Autre monde, autres réseaux ?

10 03 2010

Quels leviers reste-t-il encore aujourd’hui pour les projets de transformation sociale, notamment ceux qui affirment qu’« un autre monde est possible » ? Question difficile, car l’époque semble être davantage aux doutes et aux désorientations. Construire une alternative politique suppose en effet de retrouver des prises sur notre monde et son évolution. Malheureusement, un certain fatalisme peut conduire à penser que les forces et dynamiques en jeu sont quasiment devenues insaisissables, notamment celles qui sous-tendraient la lame de fond de la « globalisation ».

De ce point de vue, les attentes de renouvellement théorique et pratique sont donc fortes. Dans un article paru en octobre 2007 dans la revue Raison publique (« La connaissance et la praxis des réseaux comme projet politique », téléchargeable en fichier pdf), j’avais essayé de voir dans quelle mesure une pensée et une praxis des réseaux pouvaient fournir une forme de secours. La proposition, avec les outils de la philosophie politique et des sciences sociales, visait plus précisément à tester s’il pouvait y avoir là, dans cette pensée des réseaux, un moyen de reconstruire un projet politique adapté aux configurations contemporaines.

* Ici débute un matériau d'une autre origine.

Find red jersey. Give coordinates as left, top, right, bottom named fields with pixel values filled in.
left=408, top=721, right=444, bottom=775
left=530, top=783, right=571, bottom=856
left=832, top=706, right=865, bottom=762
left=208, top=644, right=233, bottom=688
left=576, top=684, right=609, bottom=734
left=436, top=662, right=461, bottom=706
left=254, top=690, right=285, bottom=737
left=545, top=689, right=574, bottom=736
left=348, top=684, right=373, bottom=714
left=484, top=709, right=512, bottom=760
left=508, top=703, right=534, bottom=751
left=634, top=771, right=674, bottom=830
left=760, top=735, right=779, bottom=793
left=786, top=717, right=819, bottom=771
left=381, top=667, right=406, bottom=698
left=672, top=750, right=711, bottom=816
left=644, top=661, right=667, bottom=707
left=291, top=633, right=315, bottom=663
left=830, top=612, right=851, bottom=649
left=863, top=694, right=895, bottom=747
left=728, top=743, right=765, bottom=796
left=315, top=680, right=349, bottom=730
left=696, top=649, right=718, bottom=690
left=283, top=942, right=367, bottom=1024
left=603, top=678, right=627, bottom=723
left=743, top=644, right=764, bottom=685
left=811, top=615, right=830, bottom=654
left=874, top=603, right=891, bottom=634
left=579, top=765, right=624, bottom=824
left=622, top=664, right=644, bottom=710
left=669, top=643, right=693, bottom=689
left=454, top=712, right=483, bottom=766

Si notre monde devient un monde de réseaux (comme nombre d’analyses tendent à le confirmer), il faut en effet le saisir avec des outils du même ordre. Et c’est seulement après ce travail qu’il devient possible de réfléchir plus sérieusement à un « autre monde possible ». Pour prendre un exemple emblématique, Toni Negri, un des théoriciens actuellement influents dans la pensée radicale, évoque le rôle des réseaux et les formes de pouvoir qui en découlent, mais il ne pousse pas la réflexion autant qu’il le pourrait. Selon son analyse, le vaste appareil de gouvernement qui s’est installé et qu’il appelle « l’Empire » (notamment dans le livre du même nom) serait d’autant plus difficile à contrecarrer qu’il s’avérerait expansif, enveloppant, décentralisé et déterritorialisé. Et, si on continue à suivre ce type de perspective, ce serait dans et par les « multitudes » que de nouvelles formes de résistance devraient être amenées à se développer. Sauf qu’on peut aussi considérer que la construction d’une alternative politique n’a guère avancé si ces nouveaux réseaux de pouvoir restent dans une appréhension abstraite, lointaine et nébuleuse. Ces réseaux, comme je le proposais, il faudrait faire l’effort d’essayer de les tracer véritablement, pour au moins commencer à donner les voies permettant d’en sortir ou éventuellement de les reconfigurer, et c’est ensuite qu’il serait possible de fournir des bases aidant à reconstruire un véritable projet politique.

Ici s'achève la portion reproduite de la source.